Thus, we reject any values of $\theta$ associated with $\sin \theta = 1$, leaving only solutions for $\theta$ where $\sin \theta = 0$. These of course, correspond to the points on the unit circle whose $y$-coordinates (i.e., "heights") are zero, which can be found quickly: $\theta = 0$ and $\theta = \pi$.

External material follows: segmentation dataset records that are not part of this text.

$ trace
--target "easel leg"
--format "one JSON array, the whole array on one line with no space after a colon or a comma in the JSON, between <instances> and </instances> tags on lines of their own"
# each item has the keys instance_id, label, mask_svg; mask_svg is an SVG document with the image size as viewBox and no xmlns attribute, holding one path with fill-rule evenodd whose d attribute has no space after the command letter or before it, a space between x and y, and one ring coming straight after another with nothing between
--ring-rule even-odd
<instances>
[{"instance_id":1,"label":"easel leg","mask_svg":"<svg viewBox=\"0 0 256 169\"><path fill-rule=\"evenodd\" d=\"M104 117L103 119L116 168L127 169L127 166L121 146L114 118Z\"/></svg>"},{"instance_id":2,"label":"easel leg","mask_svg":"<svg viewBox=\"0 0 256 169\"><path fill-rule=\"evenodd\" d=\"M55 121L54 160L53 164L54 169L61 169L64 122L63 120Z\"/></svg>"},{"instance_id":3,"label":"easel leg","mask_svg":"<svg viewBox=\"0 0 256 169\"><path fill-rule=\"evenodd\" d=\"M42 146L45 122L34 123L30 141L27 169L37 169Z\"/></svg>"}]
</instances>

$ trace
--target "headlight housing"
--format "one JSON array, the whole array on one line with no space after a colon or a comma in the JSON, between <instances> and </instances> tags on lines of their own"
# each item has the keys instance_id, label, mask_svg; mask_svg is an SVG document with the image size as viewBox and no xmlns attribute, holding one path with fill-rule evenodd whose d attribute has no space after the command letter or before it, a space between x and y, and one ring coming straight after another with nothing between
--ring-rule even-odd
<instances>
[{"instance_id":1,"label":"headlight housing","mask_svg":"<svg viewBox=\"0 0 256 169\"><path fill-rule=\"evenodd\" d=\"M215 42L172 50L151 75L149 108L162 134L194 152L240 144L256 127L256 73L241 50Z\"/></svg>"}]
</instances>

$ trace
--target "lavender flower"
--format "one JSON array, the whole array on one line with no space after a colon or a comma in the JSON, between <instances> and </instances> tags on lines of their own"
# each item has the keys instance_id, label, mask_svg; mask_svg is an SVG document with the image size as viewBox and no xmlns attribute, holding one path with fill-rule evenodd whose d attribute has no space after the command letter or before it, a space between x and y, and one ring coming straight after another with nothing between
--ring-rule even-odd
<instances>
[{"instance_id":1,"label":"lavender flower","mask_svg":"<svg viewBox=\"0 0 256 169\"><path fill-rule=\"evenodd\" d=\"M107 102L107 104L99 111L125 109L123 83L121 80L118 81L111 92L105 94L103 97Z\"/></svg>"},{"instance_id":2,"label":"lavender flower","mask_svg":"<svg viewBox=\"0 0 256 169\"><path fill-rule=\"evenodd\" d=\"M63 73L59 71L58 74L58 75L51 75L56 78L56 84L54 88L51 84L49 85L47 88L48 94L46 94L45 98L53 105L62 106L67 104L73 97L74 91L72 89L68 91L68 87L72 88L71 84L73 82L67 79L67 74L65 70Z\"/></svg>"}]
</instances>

Accounting for co-terminal angles, we have the set of all solutions described by

$$\theta = 0 + 2\pi n \, \, , \, \, \pi + 2\pi n \quad \textrm{where } n \textrm{ is an integer}$$

We could stop there -- although doing so would be silly. There is a much more succinct way to describe these solutions, upon taking advantage of symmetry,

$$\theta = \pi n \quad \textrm{where } n \textrm{ is an integer}$$

As an alternate way to approach this problem, one could ignore trying to eliminate the radical, and instead just factor the left side of the equation immediately: $$\begin{array}{rcl} \sin \theta + \sqrt{\sin \theta} &=& 0\\ \sqrt{\sin \theta} (\sqrt{\sin \theta} + 1) &=& 0\\ \end{array}$$

Solving for where each factor was zero, we find

$$\begin{array}{rcl|rcl} \sqrt{\sin \theta} &=& 0 \quad & \quad \sqrt{\sin \theta} + 1 &=& 0\\ \sin \theta &=& 0 & \sqrt{\sin \theta} &=& -1\\ \end{array}$$

$\sqrt{\sin \theta} = -1$ yields no solutions as no principle square root is negative, while $\sin \theta = 0$ yields the same solutions seen above.